Langsung saja aku bergegas menuju kelas saat mobil Dave sudah hilang dari pandangan, namun Nindi mengagetkanku dengan menepuk pundakku dari belakang.
"Nindi, Ya Allah, ngagetin aja kamu," ucapku yang hanya ditanggapi dengan tawa kecil oleh sahabatku ini.
"Dianterin siapa tadi?" tanya Nindi membuatku merasa tak enak.
Aku masih sibuk berpikir untuk menjawab, tapi Nindi kembali bersuara. "Cowok yang kemarin kata Bunda khitbah kamu, ya?" dengan tak enak hati, aku mengangguk.
Nindi tak memberiku kesempatan untuk bersuara.

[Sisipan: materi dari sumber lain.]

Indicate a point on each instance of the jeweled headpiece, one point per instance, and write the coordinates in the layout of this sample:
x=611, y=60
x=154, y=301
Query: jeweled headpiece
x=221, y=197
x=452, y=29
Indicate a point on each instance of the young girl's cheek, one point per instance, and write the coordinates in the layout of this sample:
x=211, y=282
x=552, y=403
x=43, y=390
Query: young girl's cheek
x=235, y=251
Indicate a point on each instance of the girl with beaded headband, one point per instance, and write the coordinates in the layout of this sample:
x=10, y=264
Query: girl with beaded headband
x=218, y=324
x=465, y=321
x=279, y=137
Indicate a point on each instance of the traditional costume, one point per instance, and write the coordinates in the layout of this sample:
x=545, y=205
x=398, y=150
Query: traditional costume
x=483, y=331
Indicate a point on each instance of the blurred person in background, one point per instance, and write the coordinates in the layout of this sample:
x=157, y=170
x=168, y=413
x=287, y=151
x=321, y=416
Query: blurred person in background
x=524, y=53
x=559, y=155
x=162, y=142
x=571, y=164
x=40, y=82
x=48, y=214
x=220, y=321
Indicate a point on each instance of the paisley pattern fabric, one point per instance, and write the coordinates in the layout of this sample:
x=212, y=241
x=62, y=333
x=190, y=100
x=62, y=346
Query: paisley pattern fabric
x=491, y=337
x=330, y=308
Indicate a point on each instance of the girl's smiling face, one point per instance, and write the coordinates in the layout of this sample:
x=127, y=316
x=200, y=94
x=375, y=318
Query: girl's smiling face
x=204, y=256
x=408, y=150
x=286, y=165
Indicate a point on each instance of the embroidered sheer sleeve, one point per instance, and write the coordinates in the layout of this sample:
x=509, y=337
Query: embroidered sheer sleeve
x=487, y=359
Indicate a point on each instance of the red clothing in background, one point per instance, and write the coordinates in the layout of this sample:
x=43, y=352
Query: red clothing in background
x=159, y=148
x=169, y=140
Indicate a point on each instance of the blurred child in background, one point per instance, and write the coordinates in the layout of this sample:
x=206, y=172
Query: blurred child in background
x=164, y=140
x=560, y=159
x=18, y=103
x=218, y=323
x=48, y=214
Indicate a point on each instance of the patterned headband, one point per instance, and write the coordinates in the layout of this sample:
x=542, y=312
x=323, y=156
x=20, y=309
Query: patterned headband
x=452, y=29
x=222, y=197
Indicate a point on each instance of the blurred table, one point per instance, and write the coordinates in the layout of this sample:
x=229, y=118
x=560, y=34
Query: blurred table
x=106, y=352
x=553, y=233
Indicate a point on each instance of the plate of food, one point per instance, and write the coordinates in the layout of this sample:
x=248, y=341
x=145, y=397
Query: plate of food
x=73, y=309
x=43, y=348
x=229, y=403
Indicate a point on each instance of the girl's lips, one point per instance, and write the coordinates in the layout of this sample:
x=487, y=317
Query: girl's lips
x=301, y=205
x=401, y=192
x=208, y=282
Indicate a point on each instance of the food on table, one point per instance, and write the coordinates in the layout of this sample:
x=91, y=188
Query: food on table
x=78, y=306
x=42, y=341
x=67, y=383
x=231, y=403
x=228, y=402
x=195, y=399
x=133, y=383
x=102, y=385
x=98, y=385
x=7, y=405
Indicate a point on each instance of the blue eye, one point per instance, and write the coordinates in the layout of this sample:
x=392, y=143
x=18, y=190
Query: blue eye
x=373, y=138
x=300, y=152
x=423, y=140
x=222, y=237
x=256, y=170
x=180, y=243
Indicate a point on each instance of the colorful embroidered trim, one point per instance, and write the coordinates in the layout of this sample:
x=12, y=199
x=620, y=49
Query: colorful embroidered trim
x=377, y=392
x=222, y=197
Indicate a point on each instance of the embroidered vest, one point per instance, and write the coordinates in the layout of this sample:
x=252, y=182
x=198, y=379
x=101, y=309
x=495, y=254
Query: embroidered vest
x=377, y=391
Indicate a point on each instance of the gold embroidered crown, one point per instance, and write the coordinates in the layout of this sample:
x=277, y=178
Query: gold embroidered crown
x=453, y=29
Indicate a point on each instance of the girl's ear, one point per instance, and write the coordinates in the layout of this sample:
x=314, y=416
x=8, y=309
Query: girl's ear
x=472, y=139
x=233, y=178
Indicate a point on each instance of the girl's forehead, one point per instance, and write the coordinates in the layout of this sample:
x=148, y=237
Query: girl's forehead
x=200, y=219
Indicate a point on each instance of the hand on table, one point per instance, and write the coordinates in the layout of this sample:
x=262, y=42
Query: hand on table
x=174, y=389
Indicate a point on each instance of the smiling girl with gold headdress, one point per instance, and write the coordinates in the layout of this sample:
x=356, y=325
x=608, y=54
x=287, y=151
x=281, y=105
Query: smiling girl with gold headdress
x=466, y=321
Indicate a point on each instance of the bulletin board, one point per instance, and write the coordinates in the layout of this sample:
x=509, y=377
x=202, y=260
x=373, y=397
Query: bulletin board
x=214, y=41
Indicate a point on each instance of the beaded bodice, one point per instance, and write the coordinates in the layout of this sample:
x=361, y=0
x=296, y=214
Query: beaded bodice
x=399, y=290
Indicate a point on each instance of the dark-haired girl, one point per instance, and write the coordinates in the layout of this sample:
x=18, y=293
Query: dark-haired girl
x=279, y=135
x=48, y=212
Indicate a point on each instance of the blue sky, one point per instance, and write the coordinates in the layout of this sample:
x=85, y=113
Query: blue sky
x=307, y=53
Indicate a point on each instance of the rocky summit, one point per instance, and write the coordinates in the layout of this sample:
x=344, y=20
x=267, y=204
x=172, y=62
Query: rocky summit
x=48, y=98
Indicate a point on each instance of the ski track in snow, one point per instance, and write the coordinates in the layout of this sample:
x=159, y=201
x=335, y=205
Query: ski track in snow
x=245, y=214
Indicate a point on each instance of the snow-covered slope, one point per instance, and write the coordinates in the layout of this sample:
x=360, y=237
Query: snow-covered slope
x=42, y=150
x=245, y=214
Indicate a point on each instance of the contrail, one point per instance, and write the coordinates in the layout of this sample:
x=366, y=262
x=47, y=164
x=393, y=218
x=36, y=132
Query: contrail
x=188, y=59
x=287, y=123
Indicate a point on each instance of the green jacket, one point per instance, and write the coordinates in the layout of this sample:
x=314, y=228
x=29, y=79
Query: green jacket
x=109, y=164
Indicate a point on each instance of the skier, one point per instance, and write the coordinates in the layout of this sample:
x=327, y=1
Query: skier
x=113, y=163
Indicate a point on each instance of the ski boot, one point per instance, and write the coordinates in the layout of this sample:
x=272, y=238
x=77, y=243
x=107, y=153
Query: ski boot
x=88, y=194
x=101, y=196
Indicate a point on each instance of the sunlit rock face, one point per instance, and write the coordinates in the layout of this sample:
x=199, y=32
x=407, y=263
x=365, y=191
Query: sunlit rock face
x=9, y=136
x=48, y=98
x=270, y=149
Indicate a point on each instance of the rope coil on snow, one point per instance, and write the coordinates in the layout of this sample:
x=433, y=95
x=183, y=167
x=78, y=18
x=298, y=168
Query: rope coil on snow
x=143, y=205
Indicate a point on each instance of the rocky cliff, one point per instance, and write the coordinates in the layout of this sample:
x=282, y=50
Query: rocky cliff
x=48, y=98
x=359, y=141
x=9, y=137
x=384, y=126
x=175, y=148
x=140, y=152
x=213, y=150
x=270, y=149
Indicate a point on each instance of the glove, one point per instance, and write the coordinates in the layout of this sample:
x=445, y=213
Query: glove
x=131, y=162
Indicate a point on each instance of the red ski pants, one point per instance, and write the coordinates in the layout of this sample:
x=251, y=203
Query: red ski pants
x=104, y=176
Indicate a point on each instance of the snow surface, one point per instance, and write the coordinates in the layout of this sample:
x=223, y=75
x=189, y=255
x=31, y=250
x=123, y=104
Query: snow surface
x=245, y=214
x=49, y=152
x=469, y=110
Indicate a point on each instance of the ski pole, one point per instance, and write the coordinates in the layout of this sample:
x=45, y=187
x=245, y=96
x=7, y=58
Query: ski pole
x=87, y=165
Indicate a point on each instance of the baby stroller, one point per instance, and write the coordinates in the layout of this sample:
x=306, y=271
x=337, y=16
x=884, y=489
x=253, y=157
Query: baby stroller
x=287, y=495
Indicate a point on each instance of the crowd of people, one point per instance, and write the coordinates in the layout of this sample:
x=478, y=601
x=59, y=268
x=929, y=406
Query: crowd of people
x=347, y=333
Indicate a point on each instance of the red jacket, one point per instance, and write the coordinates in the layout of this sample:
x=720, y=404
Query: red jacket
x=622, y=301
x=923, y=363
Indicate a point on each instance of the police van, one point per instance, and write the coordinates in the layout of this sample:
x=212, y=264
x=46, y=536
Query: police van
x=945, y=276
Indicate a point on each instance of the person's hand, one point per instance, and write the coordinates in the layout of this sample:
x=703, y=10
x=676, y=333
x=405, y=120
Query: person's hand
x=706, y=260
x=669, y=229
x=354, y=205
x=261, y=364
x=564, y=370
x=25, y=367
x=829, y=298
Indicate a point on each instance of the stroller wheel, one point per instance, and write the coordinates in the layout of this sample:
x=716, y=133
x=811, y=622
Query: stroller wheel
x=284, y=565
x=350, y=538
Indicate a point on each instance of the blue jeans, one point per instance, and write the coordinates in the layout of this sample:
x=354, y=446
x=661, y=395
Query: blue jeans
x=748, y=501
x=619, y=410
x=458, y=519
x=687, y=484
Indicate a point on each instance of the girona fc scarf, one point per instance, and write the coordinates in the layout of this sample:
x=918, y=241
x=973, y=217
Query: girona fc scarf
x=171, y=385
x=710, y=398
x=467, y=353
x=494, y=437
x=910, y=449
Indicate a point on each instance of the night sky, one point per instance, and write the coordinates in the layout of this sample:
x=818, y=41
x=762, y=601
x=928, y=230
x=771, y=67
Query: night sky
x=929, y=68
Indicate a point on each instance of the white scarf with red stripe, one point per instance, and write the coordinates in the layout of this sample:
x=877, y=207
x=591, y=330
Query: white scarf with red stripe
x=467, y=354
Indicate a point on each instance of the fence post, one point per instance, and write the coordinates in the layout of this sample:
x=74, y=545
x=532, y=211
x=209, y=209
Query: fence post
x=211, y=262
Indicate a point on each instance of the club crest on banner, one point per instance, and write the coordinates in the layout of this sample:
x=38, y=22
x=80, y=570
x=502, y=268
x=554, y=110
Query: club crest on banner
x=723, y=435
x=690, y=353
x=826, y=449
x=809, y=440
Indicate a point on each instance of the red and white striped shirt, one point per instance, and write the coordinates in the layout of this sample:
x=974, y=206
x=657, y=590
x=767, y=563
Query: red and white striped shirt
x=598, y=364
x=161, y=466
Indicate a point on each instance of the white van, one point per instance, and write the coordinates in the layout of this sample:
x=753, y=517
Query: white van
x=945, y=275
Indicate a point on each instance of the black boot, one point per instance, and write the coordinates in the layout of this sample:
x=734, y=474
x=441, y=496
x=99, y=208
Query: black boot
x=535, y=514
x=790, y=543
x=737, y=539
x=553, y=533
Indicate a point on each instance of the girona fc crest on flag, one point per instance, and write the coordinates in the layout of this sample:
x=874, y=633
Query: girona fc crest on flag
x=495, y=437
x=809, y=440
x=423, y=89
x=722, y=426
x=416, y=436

"Kamu sudah melupakan kak Raffa, Sya?"
Pertanyaan yang sudah pasti, jika ada yang menanyakan maka akan kuanggap konyol orang itu.
"Seberapa lama pun dia pergi, dia menghilang, dan tak kunjung memberi kabar. Percayalah. Aku menantinya, dan akan selalu begitu hingga dia kembali, Nin. Mungkin Allah memberi jarak pada kami untuk kembali sadar, bahwa ini adalah saat untuk kami masing-masing mendekat lebih dekat pada Allah. Doa. Itulah pengikat. Aku begitu yakin, bahwa jarak memisahkan, tapi doa tetap dilangitkan untuk kembali menjemput pertemuan. Satu hari, ada saat di mana kami akan kembali dipertemukan, dengan rasa yang masih suci sebab penjagaan dan pendekatan pada-Nya, Sang Pemilik Cinta.

KAMU SEDANG MEMBACA
Setulus Rasa (END)✔️
Tâm linhUpdate tiap senin, rabu, jumat, sabtu! Baca yuk! Kali aja bisa jadi temanmu mengarungi kisah cinta yang abu-abu, sebab belum pahamnya dirimu dengan cinta atas dasar cintamu pada-Nya, Sang Pemilik Cinta. Bukankah romantis jika rasa itu dinamai Cinta...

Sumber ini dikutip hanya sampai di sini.